The panels have broadened my perspective and informed my work by exposing me to new ideas and new lenses that challenge my assumptions, allow me to see different perspectives, and help me think more creatively.
What I love about working on the advisory panels is that there is a conscious choice to be mindful and think holistically and systemically about the solutions. The transdisciplinary nature of the team and partnering with the community bring forth solutions that may not be obvious or expected, but in the end are more meaningful and durable. By sharing roles and crossing disciplines, we learn from and challenge each other, ultimately pooling and integrating a wealth of expertise.
Buildings and communities are deceptively complex. In their simplest form, buildings provide us with shelter and enable us to work productively. Communities link us together and provide the necessities of a civilized society: roads and schools, safety and security, systems of communication and infrastructure—energy, water, and waste disposal. But beyond that, they are also an ecosystem that reflects the culture and values of the people who live, work and play within them.
The advisory panel process mirrors this experience—a unique matrix of individual parts that when put together in a thoughtful and intentional way create harmony and enable each of us to bring our best selves to the mix.
I think today’s world requires a vastly different analysis—one that looks at the intricacy of resilience, connection, sustainability, and high performance. It includes the full range of economic, social, and environmental impacts. What the panels do is allow us to articulate the benefits within the context of this complexity and make this the primary source of inspiration and the lever for action.
What are some of the challenges you’ve faced while serving on a panel?
Practically speaking, because we have such a unique group of people who are willing to step up, we have a lot of strong opinions and great ideas. Sometimes, the biggest challenge is honing the list of ideas into something manageable. There is often robust debate; but rather than being divisive, it is really useful. Judging by the panels I’ve been on, this dialoguewhile challenging—has definitely brought us to a better understanding of the problems, and ultimately to more creative solutions.
What would you say to a ULI member who is considering participating in a panel for the first time? Any words of encouragement or advice?
Join in! Leave your ego at the door and jump on in. You’ll be with a great team, whoever the panelists are. Everybody I know who has been on a panel says they would absolutely do it again if asked.
It’s exhausting, challenging, and exhilarating to try to put something together in the short period of time we are given. We’ll get 75 percent through the week and say, “Oh my gosh, we’re never going to pull this together!” But it all comes together in the end and you will know that you’ve done something meaningful. You will leave knowing you’ve really made a difference for the community involved.
What is your favorite panel memory?
So many! How can I choose?
In Seattle, one of my favorite memories was a tour of Equinox Studios, an amazing art co-op in the heart of the industrial area of Georgetown.
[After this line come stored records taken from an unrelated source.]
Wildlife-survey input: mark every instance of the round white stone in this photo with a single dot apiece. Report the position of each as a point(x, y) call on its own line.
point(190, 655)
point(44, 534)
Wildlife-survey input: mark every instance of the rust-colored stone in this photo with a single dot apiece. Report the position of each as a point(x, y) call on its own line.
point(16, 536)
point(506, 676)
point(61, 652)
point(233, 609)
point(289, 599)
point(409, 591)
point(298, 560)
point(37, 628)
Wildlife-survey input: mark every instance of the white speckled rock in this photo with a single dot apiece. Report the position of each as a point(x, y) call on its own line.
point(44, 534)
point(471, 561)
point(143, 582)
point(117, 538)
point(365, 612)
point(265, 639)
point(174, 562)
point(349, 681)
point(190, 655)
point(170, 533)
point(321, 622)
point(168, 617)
And, on a more personal level, meeting community members who fish and kayak in the Duwamish River alongside huge ships and “re-homed” furniture.
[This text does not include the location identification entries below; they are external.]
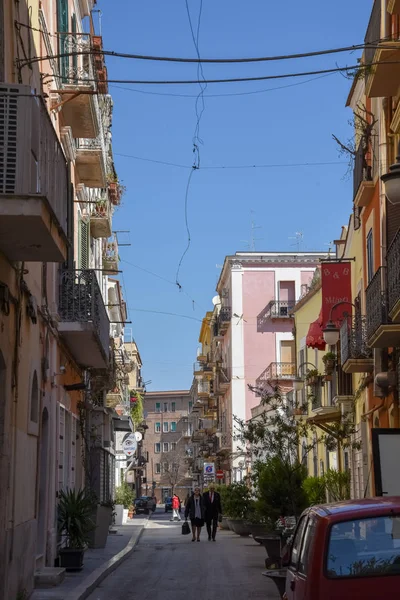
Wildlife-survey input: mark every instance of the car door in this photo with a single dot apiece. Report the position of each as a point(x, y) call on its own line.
point(293, 588)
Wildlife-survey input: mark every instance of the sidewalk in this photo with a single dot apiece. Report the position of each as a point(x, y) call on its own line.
point(98, 563)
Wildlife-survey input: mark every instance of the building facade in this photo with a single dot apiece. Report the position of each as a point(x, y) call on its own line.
point(58, 359)
point(167, 443)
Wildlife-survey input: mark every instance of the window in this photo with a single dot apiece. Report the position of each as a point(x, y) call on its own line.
point(307, 546)
point(364, 548)
point(294, 558)
point(370, 255)
point(34, 411)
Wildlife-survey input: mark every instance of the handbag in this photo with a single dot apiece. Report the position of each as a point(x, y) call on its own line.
point(185, 528)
In Estes Park, Colorado, I was astounded by homes teetering on the [edge] of the river, seemingly ready to fall in. Stories of community resilience and ingenuity—volunteer ham radio operators acting as one of the first lines of communication during the floods and a “can do” attitude that got the one and only road in reopened in record time.
In Loveland, Colorado, the wonderful sculpture garden and, of course, in Fort Collins, touring New Belgium Beer.
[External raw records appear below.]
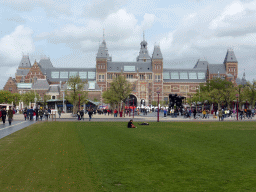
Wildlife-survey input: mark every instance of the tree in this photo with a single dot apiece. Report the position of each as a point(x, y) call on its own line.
point(29, 97)
point(16, 98)
point(5, 96)
point(250, 92)
point(76, 88)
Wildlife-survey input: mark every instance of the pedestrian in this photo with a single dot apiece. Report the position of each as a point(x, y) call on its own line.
point(41, 113)
point(115, 113)
point(78, 115)
point(49, 113)
point(59, 112)
point(3, 112)
point(36, 111)
point(220, 115)
point(82, 114)
point(25, 113)
point(10, 115)
point(90, 114)
point(46, 114)
point(204, 114)
point(194, 112)
point(30, 113)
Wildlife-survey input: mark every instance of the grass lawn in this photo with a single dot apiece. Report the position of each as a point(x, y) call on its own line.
point(99, 156)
I’m off to South Africa shortly and am looking forward to a great experience and more memories.
What are some of the rewards of serving on a panel?
It’s a unique opportunity. You’re able to look at a project or situation and think holistically and systemically about solutions. You’ll be part of a multidisciplinary team with no agenda other than coming up with the best possible recommendations. Looking at things from multiple viewpoints brings a much more robust and useful solution to problems.
There’s a ton of engaging dialogue, good conversation, healthy debate, and new perspectives always brought to the table. The solutions are not always obvious, and are often unexpectedly meaningful and durable over the long haul.
Working with my fellow panelists, chairs, and the ULI team, I’ve met interesting, dynamic, committed people. It is fun, and we have created long-lasting friendships and working relationships. We’ve seen cities and projects from rare and varied angles. It’s a great learning and growth experience.
What are your professional interests?
Responsible property investing. Creating vibrant, healthy communities. Making it a better place for people to live and work.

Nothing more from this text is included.